We go from winter to soaker to winter within the course of a week. At least you can't argue that the weather pattern ahead is boring!
Monday's precipitation plethora is due to warm air pushing in aloft over the cold air in place at the surface. Temperatures will be slower to warm above freezing the farther north and west you are from the city, with the result being some periods of freezing rain or freezing drizzle that could lead to slippery travel for a time during the morning and early afternoon before temperatures creep above 32. That said, despite air temperatures above freezing, the ground is still cold after a week of subfreezing temperatures. This means it could take a while for the surface to thaw out a bit. The Poconos could see temperatures fail to get above freezing until late Monday night and could have a decent round of icy rain.
Tuesday is the transition to warmth ― areas of fog, drizzle and lots of low clouds around as temperatures hang in the upper 30s and low 40s for much of the day before we see a more substantive warmup Tuesday night into Wednesday. Wednesday's temperatures could hit 60 in a few spots ahead of the cold front as mild southwesterly breezes push the warm front through the region and give us a window of warmth. Of course, the front that pushes in on Wednesday afternoon and evening has a lot of pop to it and will produce a steady and soaking rain for the region. Many spots could see an inch, perhaps a bit more than that, which could cause flooding issues along area streams as the ground may remain frozen despite the thawing ahead of the likely rainstorm.

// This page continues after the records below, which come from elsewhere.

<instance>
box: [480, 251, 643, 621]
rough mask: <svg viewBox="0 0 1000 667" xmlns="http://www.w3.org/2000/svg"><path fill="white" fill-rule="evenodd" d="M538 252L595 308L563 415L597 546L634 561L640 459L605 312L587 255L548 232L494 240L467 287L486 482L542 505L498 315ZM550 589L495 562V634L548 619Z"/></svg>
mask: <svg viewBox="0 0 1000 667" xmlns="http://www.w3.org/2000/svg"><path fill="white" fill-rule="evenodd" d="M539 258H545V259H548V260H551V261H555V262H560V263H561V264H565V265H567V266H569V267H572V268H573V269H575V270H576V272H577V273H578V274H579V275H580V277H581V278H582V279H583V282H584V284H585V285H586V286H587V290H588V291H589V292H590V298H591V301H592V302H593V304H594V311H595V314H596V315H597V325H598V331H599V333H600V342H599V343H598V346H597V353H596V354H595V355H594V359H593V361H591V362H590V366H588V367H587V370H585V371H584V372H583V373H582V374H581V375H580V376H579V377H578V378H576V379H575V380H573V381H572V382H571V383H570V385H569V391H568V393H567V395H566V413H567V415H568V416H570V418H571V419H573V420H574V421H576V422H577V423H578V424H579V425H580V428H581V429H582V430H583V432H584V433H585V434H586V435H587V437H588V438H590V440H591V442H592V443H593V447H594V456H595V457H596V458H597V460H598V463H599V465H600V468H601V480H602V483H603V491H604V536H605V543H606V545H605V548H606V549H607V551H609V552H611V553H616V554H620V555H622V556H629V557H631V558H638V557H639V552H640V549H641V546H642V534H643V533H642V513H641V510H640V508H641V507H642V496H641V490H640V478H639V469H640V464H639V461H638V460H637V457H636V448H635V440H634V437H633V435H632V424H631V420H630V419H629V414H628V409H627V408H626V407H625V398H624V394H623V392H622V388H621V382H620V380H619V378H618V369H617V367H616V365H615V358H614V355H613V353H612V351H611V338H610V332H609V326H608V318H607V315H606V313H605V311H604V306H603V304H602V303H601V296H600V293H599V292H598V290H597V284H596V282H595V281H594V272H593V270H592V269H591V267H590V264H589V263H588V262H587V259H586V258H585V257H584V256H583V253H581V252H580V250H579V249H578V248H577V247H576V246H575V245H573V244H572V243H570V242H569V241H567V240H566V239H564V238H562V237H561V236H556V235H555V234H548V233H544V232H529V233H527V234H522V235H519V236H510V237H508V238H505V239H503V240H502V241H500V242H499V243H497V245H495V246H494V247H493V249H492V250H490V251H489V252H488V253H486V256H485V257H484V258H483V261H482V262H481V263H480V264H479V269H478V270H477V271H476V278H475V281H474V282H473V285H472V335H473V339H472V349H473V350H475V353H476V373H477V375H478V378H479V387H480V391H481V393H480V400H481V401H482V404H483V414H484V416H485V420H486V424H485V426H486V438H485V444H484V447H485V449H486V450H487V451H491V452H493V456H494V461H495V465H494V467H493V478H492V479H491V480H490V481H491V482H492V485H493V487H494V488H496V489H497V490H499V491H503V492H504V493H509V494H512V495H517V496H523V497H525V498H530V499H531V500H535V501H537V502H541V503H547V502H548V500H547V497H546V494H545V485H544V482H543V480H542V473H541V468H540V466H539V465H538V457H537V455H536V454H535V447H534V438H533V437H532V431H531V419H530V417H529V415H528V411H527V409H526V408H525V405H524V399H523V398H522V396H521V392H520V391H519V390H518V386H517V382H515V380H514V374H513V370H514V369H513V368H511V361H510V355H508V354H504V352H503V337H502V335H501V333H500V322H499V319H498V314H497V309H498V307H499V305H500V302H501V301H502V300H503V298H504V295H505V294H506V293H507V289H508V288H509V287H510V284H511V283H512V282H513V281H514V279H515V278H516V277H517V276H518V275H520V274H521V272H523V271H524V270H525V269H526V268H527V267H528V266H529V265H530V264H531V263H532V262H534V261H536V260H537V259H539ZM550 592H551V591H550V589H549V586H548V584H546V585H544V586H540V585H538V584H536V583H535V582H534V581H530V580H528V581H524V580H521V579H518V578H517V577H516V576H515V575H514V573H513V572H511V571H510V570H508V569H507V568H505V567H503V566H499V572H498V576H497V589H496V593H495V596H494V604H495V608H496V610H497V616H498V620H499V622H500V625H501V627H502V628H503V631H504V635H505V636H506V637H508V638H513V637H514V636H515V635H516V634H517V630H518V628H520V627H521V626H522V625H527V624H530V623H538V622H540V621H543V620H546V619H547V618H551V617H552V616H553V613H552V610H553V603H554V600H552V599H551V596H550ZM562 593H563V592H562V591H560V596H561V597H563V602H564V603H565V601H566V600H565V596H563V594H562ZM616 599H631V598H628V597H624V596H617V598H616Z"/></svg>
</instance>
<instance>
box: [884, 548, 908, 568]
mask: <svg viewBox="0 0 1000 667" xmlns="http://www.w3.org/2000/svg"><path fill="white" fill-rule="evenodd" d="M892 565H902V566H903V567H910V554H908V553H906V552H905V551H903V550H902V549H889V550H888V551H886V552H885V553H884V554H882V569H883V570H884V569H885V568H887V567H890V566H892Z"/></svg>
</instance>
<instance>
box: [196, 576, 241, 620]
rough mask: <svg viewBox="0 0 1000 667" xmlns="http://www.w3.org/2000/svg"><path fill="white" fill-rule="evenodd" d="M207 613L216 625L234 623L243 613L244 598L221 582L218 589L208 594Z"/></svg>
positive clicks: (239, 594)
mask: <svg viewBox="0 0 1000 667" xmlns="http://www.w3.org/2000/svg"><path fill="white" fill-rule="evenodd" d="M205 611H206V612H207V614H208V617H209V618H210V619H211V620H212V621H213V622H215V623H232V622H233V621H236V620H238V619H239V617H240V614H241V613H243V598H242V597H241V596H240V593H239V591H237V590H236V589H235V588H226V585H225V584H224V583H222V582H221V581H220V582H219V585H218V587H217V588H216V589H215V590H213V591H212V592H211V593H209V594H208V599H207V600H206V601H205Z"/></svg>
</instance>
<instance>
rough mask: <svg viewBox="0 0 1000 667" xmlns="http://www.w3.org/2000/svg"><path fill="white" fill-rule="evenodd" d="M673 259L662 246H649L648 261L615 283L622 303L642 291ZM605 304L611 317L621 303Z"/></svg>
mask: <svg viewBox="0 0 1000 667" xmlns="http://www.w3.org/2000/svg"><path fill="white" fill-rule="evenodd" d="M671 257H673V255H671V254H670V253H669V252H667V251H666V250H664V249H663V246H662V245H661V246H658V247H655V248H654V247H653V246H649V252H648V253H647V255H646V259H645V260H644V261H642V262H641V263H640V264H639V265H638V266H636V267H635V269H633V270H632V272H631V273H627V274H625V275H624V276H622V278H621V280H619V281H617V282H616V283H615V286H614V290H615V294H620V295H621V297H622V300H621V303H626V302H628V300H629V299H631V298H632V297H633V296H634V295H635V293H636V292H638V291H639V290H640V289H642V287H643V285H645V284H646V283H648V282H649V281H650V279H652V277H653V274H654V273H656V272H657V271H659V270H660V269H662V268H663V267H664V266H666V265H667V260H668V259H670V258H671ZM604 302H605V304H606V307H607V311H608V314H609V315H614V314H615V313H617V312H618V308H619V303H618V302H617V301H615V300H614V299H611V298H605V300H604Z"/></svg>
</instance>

After the front moves through Wednesday night, it gets colder for the latter portion of the week. Snow showers are possible on Friday and again on Saturday night or Sunday with a pair of clipper disturbances tracking through. We could see similar light snowfalls along the lines of what fell this past Friday ― modest, but enough to whet the appetites of the snowstarved among you.
January's temperatures will likely close out above average but they will not be as mild as they had been through last Sunday. We've averaged twelve degrees below average from Tuesday through Saturday in Philadelphia – our longest streak of significant cold around here since February 2007, even though overnight lows didn't get below what we experienced a couple of Januaries ago. Despite this slap of cold, we were several degrees above average as recently as last Sunday and given our warmth to close out January, we'll likely end up with an above average month on temperatures. Just not as mild as December.